Membrane channels are of three distinct types. The α-type channels are homo- or hetero-oligomeric structures that in the latter case consist of several dissimilar proteins. This class of channel protein has between 2 and 22 transmembrane α-helical domains which explains the derivation of their class. Molecules move through α-type channels down their concentration gradients and thus require no input of metabolic energy. Some channels of this class are highly specific with respect to the molecule translocated across the membrane while others are not. In addition, there may be differences from tissue to tissue in the channel used to transport the same molecule. As an example, there are over 15 different K+-specific voltage-regulated channels in humans.
The transport of molecules through α-type channels occurs by several different mechanisms. These mechanisms include changes in membrane potential (termed voltage-regulated or voltage-gated), phosphorylation of the channel protein, intracellular Ca2+, G-proteins, and organic modulators.
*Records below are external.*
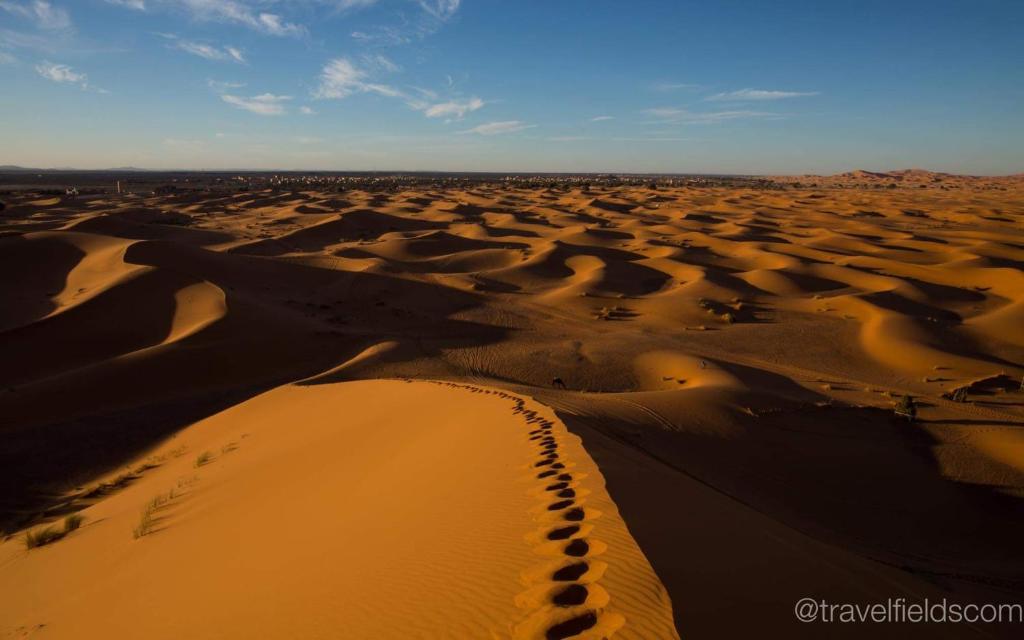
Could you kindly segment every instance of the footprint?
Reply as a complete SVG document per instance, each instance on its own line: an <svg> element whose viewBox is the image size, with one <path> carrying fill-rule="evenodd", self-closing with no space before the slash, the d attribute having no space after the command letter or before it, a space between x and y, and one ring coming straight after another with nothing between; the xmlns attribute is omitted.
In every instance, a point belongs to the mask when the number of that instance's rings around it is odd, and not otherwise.
<svg viewBox="0 0 1024 640"><path fill-rule="evenodd" d="M558 605L559 607L573 607L581 605L587 601L587 596L590 592L587 588L581 584L571 584L568 587L562 589L556 593L552 598L551 602Z"/></svg>
<svg viewBox="0 0 1024 640"><path fill-rule="evenodd" d="M583 538L577 538L565 545L565 555L573 558L582 558L590 552L590 544Z"/></svg>
<svg viewBox="0 0 1024 640"><path fill-rule="evenodd" d="M552 626L544 634L547 640L564 640L579 635L597 624L597 614L588 611L581 616L576 616L565 622L559 622Z"/></svg>
<svg viewBox="0 0 1024 640"><path fill-rule="evenodd" d="M571 500L569 500L568 502L570 504L572 503ZM569 522L582 522L586 515L587 514L583 511L581 507L575 507L563 513L562 517L568 520Z"/></svg>
<svg viewBox="0 0 1024 640"><path fill-rule="evenodd" d="M586 562L576 562L555 571L551 574L551 579L555 582L574 582L582 578L588 569L590 565Z"/></svg>
<svg viewBox="0 0 1024 640"><path fill-rule="evenodd" d="M549 504L548 505L548 511L561 511L562 509L567 509L567 508L571 507L573 504L574 504L574 501L572 501L572 500L559 500L558 502L554 502L552 504ZM582 509L580 511L582 512ZM582 515L581 515L580 520L582 520L582 519L583 518L582 518Z"/></svg>
<svg viewBox="0 0 1024 640"><path fill-rule="evenodd" d="M579 530L579 526L575 524L568 527L552 529L548 532L548 540L565 540L575 535Z"/></svg>

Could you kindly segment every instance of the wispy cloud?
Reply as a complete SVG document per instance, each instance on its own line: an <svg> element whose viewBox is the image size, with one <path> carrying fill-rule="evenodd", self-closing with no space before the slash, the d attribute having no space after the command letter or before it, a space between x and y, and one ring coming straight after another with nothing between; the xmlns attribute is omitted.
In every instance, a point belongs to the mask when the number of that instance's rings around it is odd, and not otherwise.
<svg viewBox="0 0 1024 640"><path fill-rule="evenodd" d="M113 4L132 9L146 8L144 0L114 0ZM255 6L250 6L249 2L243 0L171 0L162 4L184 10L195 20L238 24L273 36L306 34L304 26L288 22L279 14L255 8L275 4L262 0L255 2Z"/></svg>
<svg viewBox="0 0 1024 640"><path fill-rule="evenodd" d="M340 100L354 93L377 93L390 97L401 97L398 89L371 82L375 70L395 71L398 66L384 56L363 58L363 65L358 66L349 58L335 58L324 65L320 72L319 83L313 90L313 97L319 100Z"/></svg>
<svg viewBox="0 0 1024 640"><path fill-rule="evenodd" d="M209 79L206 81L206 85L218 93L224 93L228 89L241 89L245 83Z"/></svg>
<svg viewBox="0 0 1024 640"><path fill-rule="evenodd" d="M301 113L304 116L315 116L316 115L316 111L313 111L313 109L311 107L307 107L305 105L299 107L299 113Z"/></svg>
<svg viewBox="0 0 1024 640"><path fill-rule="evenodd" d="M225 93L220 99L239 109L244 109L261 116L280 116L285 114L285 103L292 98L291 96L275 96L272 93L264 93L252 96L251 98Z"/></svg>
<svg viewBox="0 0 1024 640"><path fill-rule="evenodd" d="M300 25L285 22L281 16L273 13L261 13L256 18L256 28L274 36L298 36L306 32Z"/></svg>
<svg viewBox="0 0 1024 640"><path fill-rule="evenodd" d="M459 10L460 0L418 0L423 10L438 20L450 20Z"/></svg>
<svg viewBox="0 0 1024 640"><path fill-rule="evenodd" d="M312 97L317 100L343 100L354 94L372 93L403 100L410 109L421 111L428 118L455 120L462 119L467 113L485 104L477 97L437 102L437 93L434 91L418 87L407 91L378 80L381 75L400 70L397 64L380 54L364 55L358 60L334 58L320 71Z"/></svg>
<svg viewBox="0 0 1024 640"><path fill-rule="evenodd" d="M591 122L604 122L606 120L614 120L614 116L594 116L590 119Z"/></svg>
<svg viewBox="0 0 1024 640"><path fill-rule="evenodd" d="M45 0L32 2L8 2L0 0L0 9L30 21L39 29L59 31L71 28L71 16L67 11L54 7Z"/></svg>
<svg viewBox="0 0 1024 640"><path fill-rule="evenodd" d="M516 131L522 131L524 129L532 129L536 127L535 124L526 124L519 120L504 120L502 122L487 122L485 124L477 125L472 129L466 129L459 133L475 133L481 136L493 136L502 133L515 133Z"/></svg>
<svg viewBox="0 0 1024 640"><path fill-rule="evenodd" d="M353 31L353 40L361 44L399 46L422 40L439 31L458 13L460 0L416 0L419 15L400 17L395 25L378 25Z"/></svg>
<svg viewBox="0 0 1024 640"><path fill-rule="evenodd" d="M0 64L14 64L18 59L7 53L6 51L0 51Z"/></svg>
<svg viewBox="0 0 1024 640"><path fill-rule="evenodd" d="M41 62L36 65L36 72L51 82L78 85L81 89L95 91L96 93L109 93L106 89L100 89L89 84L89 78L84 73L79 73L66 64L55 64L53 62Z"/></svg>
<svg viewBox="0 0 1024 640"><path fill-rule="evenodd" d="M718 124L721 122L728 122L730 120L781 117L777 113L769 113L766 111L688 111L686 109L677 109L675 107L645 109L644 113L656 118L657 120L655 122L657 124Z"/></svg>
<svg viewBox="0 0 1024 640"><path fill-rule="evenodd" d="M245 55L242 53L241 49L236 47L218 47L204 42L182 40L171 35L165 35L164 37L171 39L174 43L173 45L168 46L172 46L173 48L184 51L185 53L191 53L192 55L199 56L200 58L206 58L207 60L238 62L241 64L245 63Z"/></svg>
<svg viewBox="0 0 1024 640"><path fill-rule="evenodd" d="M428 118L455 118L461 120L467 113L472 113L483 106L484 101L480 98L470 98L465 102L452 100L451 102L439 102L430 105L423 110L423 114Z"/></svg>
<svg viewBox="0 0 1024 640"><path fill-rule="evenodd" d="M816 96L817 91L768 91L765 89L740 89L738 91L727 91L716 93L704 98L710 102L759 102L763 100L784 100L786 98L801 98L804 96Z"/></svg>

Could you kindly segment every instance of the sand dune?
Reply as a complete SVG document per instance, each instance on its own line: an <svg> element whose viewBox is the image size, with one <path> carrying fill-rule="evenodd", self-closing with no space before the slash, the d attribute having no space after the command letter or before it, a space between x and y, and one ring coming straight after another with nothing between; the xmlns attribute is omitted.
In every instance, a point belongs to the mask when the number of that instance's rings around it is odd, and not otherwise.
<svg viewBox="0 0 1024 640"><path fill-rule="evenodd" d="M285 386L155 456L59 545L0 545L5 631L676 637L600 472L529 399L450 383Z"/></svg>
<svg viewBox="0 0 1024 640"><path fill-rule="evenodd" d="M0 633L813 638L802 595L1019 599L1019 180L789 182L13 199Z"/></svg>

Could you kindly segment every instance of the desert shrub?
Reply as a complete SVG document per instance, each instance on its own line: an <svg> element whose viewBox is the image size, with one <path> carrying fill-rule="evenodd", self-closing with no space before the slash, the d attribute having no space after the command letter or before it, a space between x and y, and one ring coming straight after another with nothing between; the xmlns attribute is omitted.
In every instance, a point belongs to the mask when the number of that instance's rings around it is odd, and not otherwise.
<svg viewBox="0 0 1024 640"><path fill-rule="evenodd" d="M201 467L204 464L209 464L211 460L213 460L213 454L209 451L204 451L196 456L196 466Z"/></svg>
<svg viewBox="0 0 1024 640"><path fill-rule="evenodd" d="M154 514L157 509L164 506L171 500L174 500L174 489L171 489L167 493L161 493L153 496L139 514L139 524L132 529L132 537L137 540L142 536L152 533L153 527L156 526L156 518L154 517Z"/></svg>
<svg viewBox="0 0 1024 640"><path fill-rule="evenodd" d="M142 513L139 514L139 524L134 529L132 529L132 537L138 540L142 536L148 535L152 531L153 509L152 507L147 506L145 509L142 510Z"/></svg>
<svg viewBox="0 0 1024 640"><path fill-rule="evenodd" d="M35 549L41 547L44 544L50 544L56 542L64 537L64 532L57 527L46 527L45 529L36 529L35 531L25 532L25 548Z"/></svg>
<svg viewBox="0 0 1024 640"><path fill-rule="evenodd" d="M71 533L78 527L82 526L82 522L85 518L77 513L72 513L70 516L64 518L64 533Z"/></svg>

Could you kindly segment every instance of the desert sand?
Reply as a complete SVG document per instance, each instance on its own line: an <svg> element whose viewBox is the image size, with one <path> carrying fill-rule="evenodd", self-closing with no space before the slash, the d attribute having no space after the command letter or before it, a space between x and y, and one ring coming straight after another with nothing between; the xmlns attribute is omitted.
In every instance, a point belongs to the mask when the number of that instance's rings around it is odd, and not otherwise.
<svg viewBox="0 0 1024 640"><path fill-rule="evenodd" d="M7 199L0 637L1024 600L1024 184L884 175Z"/></svg>

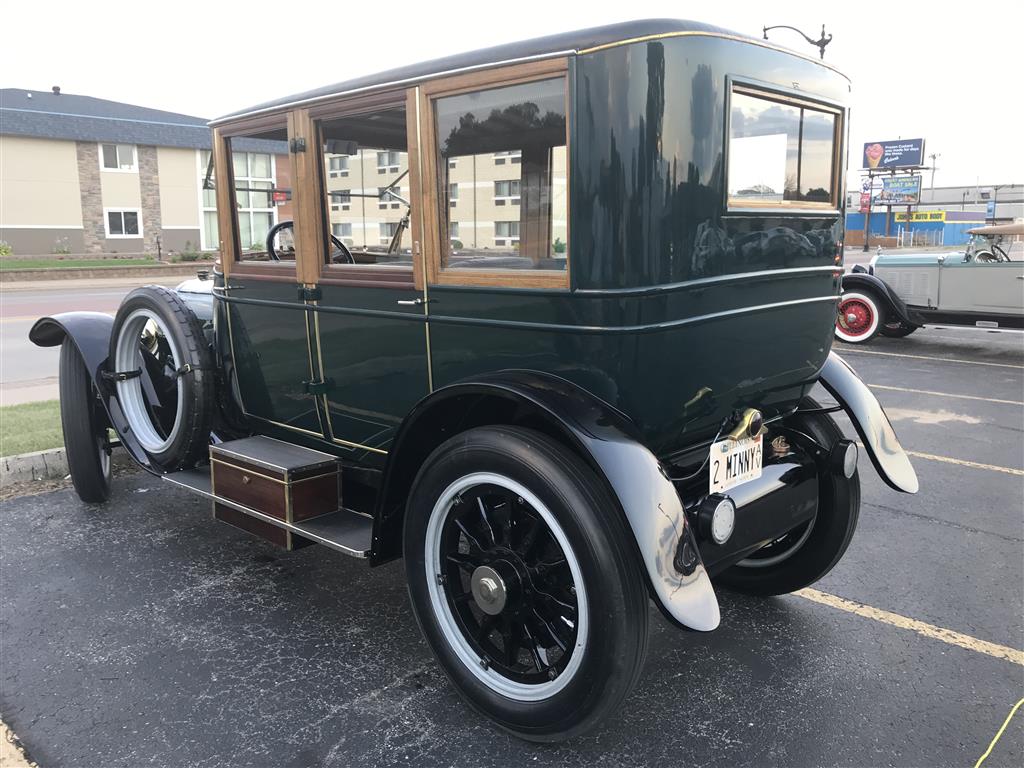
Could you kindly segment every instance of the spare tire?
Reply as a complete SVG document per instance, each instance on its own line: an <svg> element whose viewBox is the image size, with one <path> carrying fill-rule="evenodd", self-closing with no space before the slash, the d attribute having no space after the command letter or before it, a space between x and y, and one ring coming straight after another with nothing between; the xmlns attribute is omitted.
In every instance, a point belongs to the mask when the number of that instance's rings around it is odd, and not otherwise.
<svg viewBox="0 0 1024 768"><path fill-rule="evenodd" d="M125 297L107 365L128 427L156 465L170 471L206 456L213 354L202 323L177 293L147 285Z"/></svg>

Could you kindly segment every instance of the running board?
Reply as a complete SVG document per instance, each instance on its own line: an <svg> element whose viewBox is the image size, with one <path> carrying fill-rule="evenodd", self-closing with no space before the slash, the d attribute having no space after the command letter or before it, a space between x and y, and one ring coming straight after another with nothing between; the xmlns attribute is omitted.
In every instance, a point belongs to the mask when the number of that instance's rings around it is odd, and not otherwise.
<svg viewBox="0 0 1024 768"><path fill-rule="evenodd" d="M231 499L215 495L208 467L183 469L179 472L164 475L163 479L180 488L185 488L192 493L210 499L215 504L229 507L236 512L241 512L263 523L269 523L277 528L297 534L317 544L323 544L325 547L330 547L351 557L366 558L370 556L373 521L358 512L343 508L338 512L330 512L326 515L320 515L300 522L288 523L279 518L265 515Z"/></svg>

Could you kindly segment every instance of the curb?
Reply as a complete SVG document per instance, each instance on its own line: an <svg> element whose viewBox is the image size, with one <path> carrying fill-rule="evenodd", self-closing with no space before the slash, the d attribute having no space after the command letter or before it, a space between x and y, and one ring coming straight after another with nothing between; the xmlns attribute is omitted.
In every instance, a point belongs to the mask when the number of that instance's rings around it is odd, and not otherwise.
<svg viewBox="0 0 1024 768"><path fill-rule="evenodd" d="M145 275L195 275L197 270L213 269L212 261L187 261L180 264L144 264L131 267L54 267L50 269L5 269L0 283L22 283L28 280L80 280L109 277L141 277Z"/></svg>
<svg viewBox="0 0 1024 768"><path fill-rule="evenodd" d="M120 449L115 450L110 458L115 467L132 463L128 454ZM67 476L68 457L63 447L5 456L0 459L0 485L60 480Z"/></svg>

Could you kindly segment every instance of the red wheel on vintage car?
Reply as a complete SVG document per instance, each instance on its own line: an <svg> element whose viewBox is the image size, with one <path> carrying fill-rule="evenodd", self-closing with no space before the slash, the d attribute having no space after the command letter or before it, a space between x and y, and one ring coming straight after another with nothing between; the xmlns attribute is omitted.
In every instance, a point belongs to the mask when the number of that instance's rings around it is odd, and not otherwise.
<svg viewBox="0 0 1024 768"><path fill-rule="evenodd" d="M844 293L839 299L836 338L850 344L863 344L874 338L882 322L882 312L869 293Z"/></svg>

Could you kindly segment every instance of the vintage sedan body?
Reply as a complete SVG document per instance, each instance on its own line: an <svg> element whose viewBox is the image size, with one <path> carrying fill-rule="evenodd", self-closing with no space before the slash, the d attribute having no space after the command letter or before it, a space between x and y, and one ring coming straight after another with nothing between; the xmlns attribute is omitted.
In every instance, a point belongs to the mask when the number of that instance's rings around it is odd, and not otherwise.
<svg viewBox="0 0 1024 768"><path fill-rule="evenodd" d="M963 251L882 254L843 277L836 337L859 344L925 323L1024 327L1024 224L969 230Z"/></svg>
<svg viewBox="0 0 1024 768"><path fill-rule="evenodd" d="M917 490L830 349L848 93L663 20L215 121L214 273L32 330L62 345L76 490L107 498L113 429L218 520L403 558L473 707L528 739L594 726L639 678L650 600L709 631L716 586L792 592L842 557L857 444L830 410Z"/></svg>

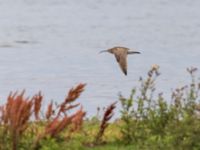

Aquaporins (AQP) are a family of α-type channels responsible for the transport of water across membranes. At least 11 aquaporin proteins have been identified in mammals with 10 known in humans (termed AQP0 through AQP9). A related family of proteins is called the aquaglyceroporins which are involved in water transport as well as the transport of other small molecules. AQP9 is the human aquaglyceroporin. The aquaporins assemble in the membrane as homotetramers with each monomer consisting of six transmembrane α-helical domains forming the distinct water pore. Probably the most significant location of aquaporin expression is in the kidney. The proximal tubule expresses AQP1, AQP7, and AQP8, while the collecting ducts express AQP2, AQP3, AQP4, AQP6, and AQP8. Loss of function of the renal aquaporins is associated with several disease states. Reduced expression of AQP2 is associated with nephrogenic diabetes insipidus (NDI), acquired hypokalemia, and hypercalcemia.
Diagrammatic representations of the structure of an aquaporin. Top pane shows the linear array of the protein indicating the two regions of helical domains that interact to form the three dimensional orientation of the protein. The pore that forms in the aquaporins is composed of two halves referred to as hemipores. Amino acids of the pore that are critical for water transport are the asparagine (N), proline (P) and alanine (A) residues indicated in each hemipore. Bottom panel shows how the two hemipores interact to form the functional aquaporin.
The β-barrel channels (also called porins) are so named because they have a transmembrane domain that consists of β-strands forming a β-barrel structure. Porins are found in the outer membranes of mitochondria. The mitochondrial porins are voltage-gated anion channels that are involved in mitochondrial homeostasis and apoptosis.
The pore-forming toxins represent the third class of membrane channels. Although this is a large class of proteins first identified in bacteria, there are a few proteins of this class expressed in mammalian cells. The defensins are a family of small cysteine-rich antibiotic proteins that are pore-forming channels found in epithelial and hematopoietic cells. The defensins are involved in host defense against microbes (hence the derivation of their name) and may be involved in endocrine regulation during infection.